With the PatientLevelPrediction workgroup picking back up, it seems worth opening a thread specifically on genetic covariates. PLP’s FeatureExtraction is built for time-varying clinical observations, but polygenic risk scores (PRS) and germline variant-carrier flags break several of those assumptions — they’re time-invariant, computed off-platform, and (in most networks) live outside the OMOP tables that FeatureExtraction reads from. A few questions where consensus would be useful:

1. Where do genetic features live in the CDM, and how are they pulled into PLP?
Most teams seem to store PRS and carrier status either as measurement rows with custom concept IDs or as a parallel genomic_* table joined on person_id. Either choice has consequences for how (or whether) FeatureExtraction picks them up. Has anyone published a working covariateSettings recipe that includes PRS deciles + a set of carrier flags alongside the standard demographic / condition / drug covariates?

2. Encoding choices: continuous, binned, or stratified?
For PRS: raw z-score, deciles, top-x% indicator? For carrier status: binary, allele dosage (0/1/2), or gene-burden collapsed across rare variants? The choice interacts with downstream calibration and with how interpretable the model is to clinicians. Curious what others have found stable across validation cohorts.

3. Temporal leakage despite time-invariant genotype.
Genotype itself doesn’t leak — but the record of it often does. A ClinVar-classified variant note entered into the EHR after diagnosis, or a genetic-test-result observation timestamped at workup, can encode the outcome. How are people anchoring genetic features to a pre-index “baseline-at-birth” timestamp rather than the EHR observation date, and is there a clean convention for this in the CDM?
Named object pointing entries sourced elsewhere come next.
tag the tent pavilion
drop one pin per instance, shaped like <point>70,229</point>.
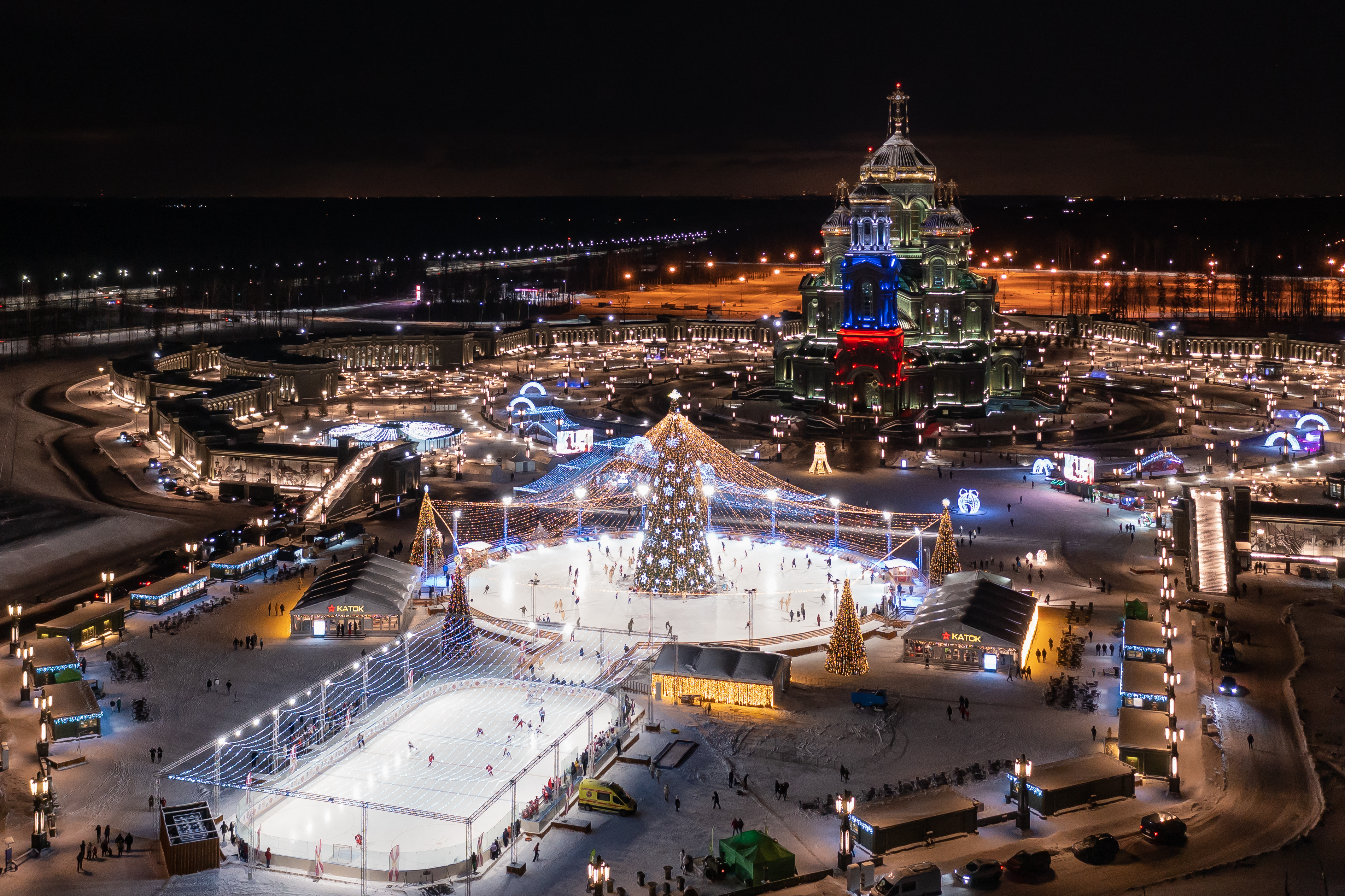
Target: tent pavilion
<point>755,857</point>
<point>358,598</point>
<point>974,621</point>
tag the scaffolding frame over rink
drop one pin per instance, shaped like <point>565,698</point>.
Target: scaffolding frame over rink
<point>338,781</point>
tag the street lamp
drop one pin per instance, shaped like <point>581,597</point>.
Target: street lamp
<point>845,849</point>
<point>15,618</point>
<point>1021,773</point>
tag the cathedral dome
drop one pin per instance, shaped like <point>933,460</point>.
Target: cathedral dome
<point>899,159</point>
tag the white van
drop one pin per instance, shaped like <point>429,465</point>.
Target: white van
<point>915,880</point>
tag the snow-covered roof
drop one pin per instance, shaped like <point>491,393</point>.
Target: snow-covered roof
<point>723,664</point>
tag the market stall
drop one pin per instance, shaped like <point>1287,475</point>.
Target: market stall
<point>248,562</point>
<point>163,595</point>
<point>84,626</point>
<point>1076,782</point>
<point>891,824</point>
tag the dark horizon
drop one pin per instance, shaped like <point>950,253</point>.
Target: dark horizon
<point>185,101</point>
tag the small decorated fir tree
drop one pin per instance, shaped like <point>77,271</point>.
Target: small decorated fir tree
<point>458,627</point>
<point>945,557</point>
<point>845,652</point>
<point>674,557</point>
<point>428,545</point>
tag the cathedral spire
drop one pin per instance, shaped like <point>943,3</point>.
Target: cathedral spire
<point>897,122</point>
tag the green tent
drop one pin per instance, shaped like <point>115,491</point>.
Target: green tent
<point>754,857</point>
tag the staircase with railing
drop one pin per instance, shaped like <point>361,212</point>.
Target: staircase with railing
<point>1211,541</point>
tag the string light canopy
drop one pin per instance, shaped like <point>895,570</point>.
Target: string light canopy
<point>740,505</point>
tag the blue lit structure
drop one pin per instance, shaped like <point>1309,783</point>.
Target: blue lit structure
<point>166,594</point>
<point>241,564</point>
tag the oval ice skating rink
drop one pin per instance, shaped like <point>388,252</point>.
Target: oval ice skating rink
<point>573,587</point>
<point>394,769</point>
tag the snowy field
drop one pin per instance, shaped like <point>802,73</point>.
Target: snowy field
<point>584,583</point>
<point>467,771</point>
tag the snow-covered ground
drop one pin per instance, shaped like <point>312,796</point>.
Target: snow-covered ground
<point>470,774</point>
<point>583,582</point>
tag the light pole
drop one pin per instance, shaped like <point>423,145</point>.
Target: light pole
<point>1021,773</point>
<point>15,618</point>
<point>845,849</point>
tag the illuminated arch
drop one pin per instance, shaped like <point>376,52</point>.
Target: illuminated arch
<point>1278,437</point>
<point>1312,417</point>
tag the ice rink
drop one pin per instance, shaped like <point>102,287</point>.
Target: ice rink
<point>583,583</point>
<point>394,769</point>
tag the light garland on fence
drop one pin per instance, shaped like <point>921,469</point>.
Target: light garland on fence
<point>723,692</point>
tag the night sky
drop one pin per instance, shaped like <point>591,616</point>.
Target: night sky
<point>630,100</point>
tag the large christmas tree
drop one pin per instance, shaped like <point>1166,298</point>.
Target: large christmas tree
<point>945,557</point>
<point>428,545</point>
<point>674,557</point>
<point>458,627</point>
<point>845,652</point>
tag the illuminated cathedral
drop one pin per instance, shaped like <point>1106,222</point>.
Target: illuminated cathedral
<point>897,323</point>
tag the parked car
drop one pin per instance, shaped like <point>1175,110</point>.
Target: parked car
<point>1164,828</point>
<point>1029,864</point>
<point>978,871</point>
<point>923,879</point>
<point>1097,849</point>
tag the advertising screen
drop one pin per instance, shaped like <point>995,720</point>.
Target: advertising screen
<point>1078,469</point>
<point>572,442</point>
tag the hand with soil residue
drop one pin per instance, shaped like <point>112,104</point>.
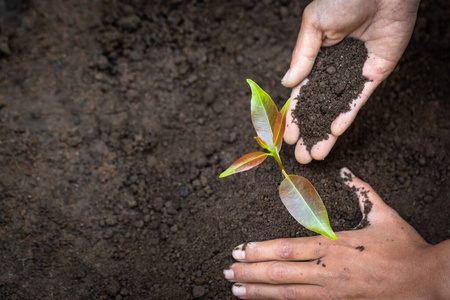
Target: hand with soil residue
<point>384,25</point>
<point>386,260</point>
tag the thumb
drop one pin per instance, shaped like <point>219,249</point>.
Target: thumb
<point>373,208</point>
<point>306,49</point>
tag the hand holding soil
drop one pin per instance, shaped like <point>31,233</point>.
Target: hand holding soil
<point>386,260</point>
<point>385,27</point>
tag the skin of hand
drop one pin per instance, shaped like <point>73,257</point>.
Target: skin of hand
<point>384,25</point>
<point>386,260</point>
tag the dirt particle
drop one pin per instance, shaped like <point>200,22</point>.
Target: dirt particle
<point>198,291</point>
<point>329,90</point>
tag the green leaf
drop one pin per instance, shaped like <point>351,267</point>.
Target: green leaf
<point>262,143</point>
<point>264,113</point>
<point>280,124</point>
<point>245,163</point>
<point>305,205</point>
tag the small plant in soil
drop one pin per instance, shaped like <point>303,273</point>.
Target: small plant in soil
<point>296,192</point>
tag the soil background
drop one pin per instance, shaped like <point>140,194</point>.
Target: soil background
<point>117,117</point>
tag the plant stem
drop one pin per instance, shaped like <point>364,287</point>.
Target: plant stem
<point>280,164</point>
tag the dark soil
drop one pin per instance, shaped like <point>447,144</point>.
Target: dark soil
<point>334,82</point>
<point>117,117</point>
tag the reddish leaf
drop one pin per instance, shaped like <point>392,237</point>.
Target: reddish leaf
<point>262,143</point>
<point>305,205</point>
<point>245,163</point>
<point>280,124</point>
<point>264,113</point>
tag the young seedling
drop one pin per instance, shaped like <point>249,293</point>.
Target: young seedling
<point>297,193</point>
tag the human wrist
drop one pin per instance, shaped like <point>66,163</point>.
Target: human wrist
<point>440,255</point>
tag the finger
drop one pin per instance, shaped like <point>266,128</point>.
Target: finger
<point>285,272</point>
<point>371,205</point>
<point>308,45</point>
<point>301,154</point>
<point>267,291</point>
<point>320,150</point>
<point>292,131</point>
<point>307,248</point>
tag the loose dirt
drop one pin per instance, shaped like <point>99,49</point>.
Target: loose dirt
<point>334,82</point>
<point>117,117</point>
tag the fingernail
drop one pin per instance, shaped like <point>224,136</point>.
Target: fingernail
<point>346,174</point>
<point>286,77</point>
<point>238,290</point>
<point>238,253</point>
<point>229,274</point>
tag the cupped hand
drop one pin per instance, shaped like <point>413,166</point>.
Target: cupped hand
<point>386,260</point>
<point>384,25</point>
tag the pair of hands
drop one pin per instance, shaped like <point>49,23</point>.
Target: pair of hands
<point>386,260</point>
<point>384,25</point>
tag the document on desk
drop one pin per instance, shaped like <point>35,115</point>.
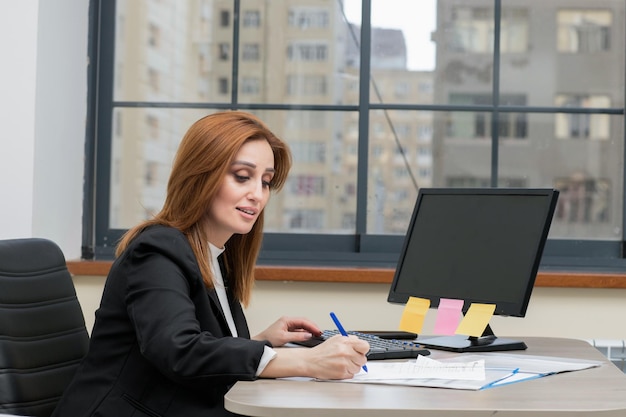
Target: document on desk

4. Cross-ancestry portability when validating across the network.
PRS weights derived from European-ancestry GWAS attenuate substantially in non-European cohorts, so a PLP model that performs well at a single site can degrade sharply when externally validated on an ancestry-diverse network. Are teams (a) stratifying PRS by genetically inferred ancestry, (b) recalibrating per site, (c) using multi-ancestry methods like PRS-CSx, or (d) reporting per-ancestry performance as part of the standard PLP output?

5. Reproducibility of the PRS itself.
Sharing a trained PLP model is straightforward; sharing the PRS that feeds it is not. Should the OHDSI PRS convention be a model card pointing at PGS Catalog IDs, with site-level recomputation, or actual score_* concept IDs anchored in the vocabulary?

Would also be interested whether the WG sees this as in-scope for the restart or as adjacent work that needs its own subgroup.